[mp3]http://www.cosmomutfak.com/Karuan--nothing_is_over.mp3[/mp3]
DİPNOT
Ne için, ne kadar kavga edersiniz? Neye inanır, ne için savaşırsınız?
Eğer bu sorulardan bir tanesine “aşk” cevabını verdiyseniz yazımı okuyabilecek olgun okuyucu kıvamındasınız demektir. Haydi buyurun şöyle; gözleriniz şenlensin, kalbiniz hüzünlensin.
………………………………………….
“Hiçbir erkek durumu kurtarmak için öylesine şeyler söylemez…”

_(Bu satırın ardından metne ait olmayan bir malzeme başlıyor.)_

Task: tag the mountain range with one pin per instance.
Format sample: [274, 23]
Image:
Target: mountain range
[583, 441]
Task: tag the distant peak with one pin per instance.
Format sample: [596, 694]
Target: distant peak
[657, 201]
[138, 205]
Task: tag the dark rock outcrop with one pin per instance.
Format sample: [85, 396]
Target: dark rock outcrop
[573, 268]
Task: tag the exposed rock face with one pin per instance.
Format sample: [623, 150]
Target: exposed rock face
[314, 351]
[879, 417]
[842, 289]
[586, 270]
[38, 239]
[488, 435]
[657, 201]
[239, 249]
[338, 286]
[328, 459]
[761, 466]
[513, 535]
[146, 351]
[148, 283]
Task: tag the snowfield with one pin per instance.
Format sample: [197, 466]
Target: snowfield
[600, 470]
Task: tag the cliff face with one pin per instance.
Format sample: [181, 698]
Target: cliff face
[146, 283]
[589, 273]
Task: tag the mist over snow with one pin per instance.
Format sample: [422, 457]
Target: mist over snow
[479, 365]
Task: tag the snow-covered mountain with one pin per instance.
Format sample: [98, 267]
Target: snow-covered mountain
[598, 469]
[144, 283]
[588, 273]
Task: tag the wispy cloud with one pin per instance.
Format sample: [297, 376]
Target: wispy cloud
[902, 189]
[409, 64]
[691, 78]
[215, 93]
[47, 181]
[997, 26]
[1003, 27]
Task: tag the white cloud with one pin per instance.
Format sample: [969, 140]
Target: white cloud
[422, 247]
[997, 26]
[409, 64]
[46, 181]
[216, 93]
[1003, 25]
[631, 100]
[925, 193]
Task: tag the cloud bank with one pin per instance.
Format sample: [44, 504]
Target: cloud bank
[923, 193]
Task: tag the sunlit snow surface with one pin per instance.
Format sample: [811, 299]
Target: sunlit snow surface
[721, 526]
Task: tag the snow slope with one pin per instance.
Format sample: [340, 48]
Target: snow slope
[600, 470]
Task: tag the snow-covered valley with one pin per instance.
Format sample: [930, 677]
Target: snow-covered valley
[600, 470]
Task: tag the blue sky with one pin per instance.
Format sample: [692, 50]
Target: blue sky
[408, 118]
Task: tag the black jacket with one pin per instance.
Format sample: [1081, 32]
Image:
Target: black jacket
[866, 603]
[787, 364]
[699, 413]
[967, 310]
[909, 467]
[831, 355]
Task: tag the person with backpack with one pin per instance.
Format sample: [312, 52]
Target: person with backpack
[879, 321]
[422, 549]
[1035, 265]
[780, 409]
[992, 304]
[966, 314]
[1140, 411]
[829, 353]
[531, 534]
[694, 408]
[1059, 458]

Bağırıyordu Holly. Tartışmaları çok şiddetliydi, ilişkilerinin büyüklüğü gibi. Kolay tartışıp kolay birleşen bir çifttiler, kavga yaşam stilleri haline gelmişti. Kelimeleri her seferinde ustaca kullanıp anlamak istediklerini anlarlar hatta birbirlerine hakarete varan sözler söylerlerdi. Tartışmanın sonunda kapıyı çarparak giden Gerry olurdu. Kapıyı çarparak gittiği gibi açmasını da bilir ve kadınının gönlünü alırdı. Farkındalardı kendilerini sarıp sarmalayan aşkın ne denli büyük olduğunun. Holly, her ne kadar yaşadığı hayattan şikayetçi de olsa sahip olduğu adamın yeryüzündeki en harika erkek olduğunu bilir ve tüm hırçınlığına rağmen ona tapardı.
………
“İlk merhaba”mızı anımsadın mı sevgili? Ufak bir tebessümün yetmişti hayat mücadelesinde gücü biten, yorgun omuzlarımı yeniden kaldırmaya. Bir sözün yeterdi beni hayata bağlamak için, herkesin okuduğu günler süren fermanlar kıskandırdı güzel ağzından çıkan kelimeleri. Uzak diyarlardan geldiğini düşünürdüm, kimsenin sen gibi güzel bakamadığı şu dünyada buraya ait olamazdın sen. Dokunmaktan korktuğum fakat dokunmanın kutsal olduğunu bildiğim bir Tanrı gibiydin. Alınırdı Tanrı, sana taparcasına baktığımda.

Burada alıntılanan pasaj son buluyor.